Chinese enterprises are accelerating the pace of their overseas mergers and acquisitions (M&As) as a whole. Guo Song, director of the Capital Management Department of the State Administration of Foreign Exchange (SAFE), said SAFE would support normal overseas M&As and would maintain a balance of international payments.
At a press conference on September 22, Guo said that [the Chinese government] will support real overseas investments, but will not allow false investments. Over the past year, [SAFE found] that some enterprises and individuals transferred assets through foreign investment channels. This will become the SAFE’s major focus in managing overseas M&A activities.
Given the background of the slowdown in China’s economic growth and the continuous devaluation of the RMB, cross-border M&As have become the choice of many Chinese enterprises to mitigate risks. According to statistics that the Zero2IPO Group has published, China completed 107 cross-border M&As in the first half of this year, with a transaction amount over 176.446 billion yuan (US$26.46 billion – both data represent record highs).
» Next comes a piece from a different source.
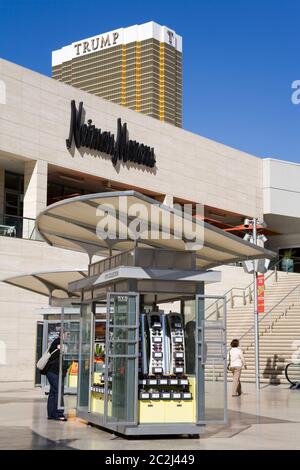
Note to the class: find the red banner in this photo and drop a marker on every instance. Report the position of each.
(260, 293)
In the overseas M&As, the proportion of central enterprises has continued to decline. Zhang Ming, director of the International Investment Office of the World Economics and Politics Institute at the Chinese Academy of Social Sciences, pointed out that private enterprises completed nine out of the top ten overseas M&A deals announced in the second quarter (which was 99 percent of the total); three of them (accounting for 64 percent of the total amount) were due to the domestic private parent company injecting capital into overseas subsidiaries. The specific purpose of the injection and the final destination were not very clear.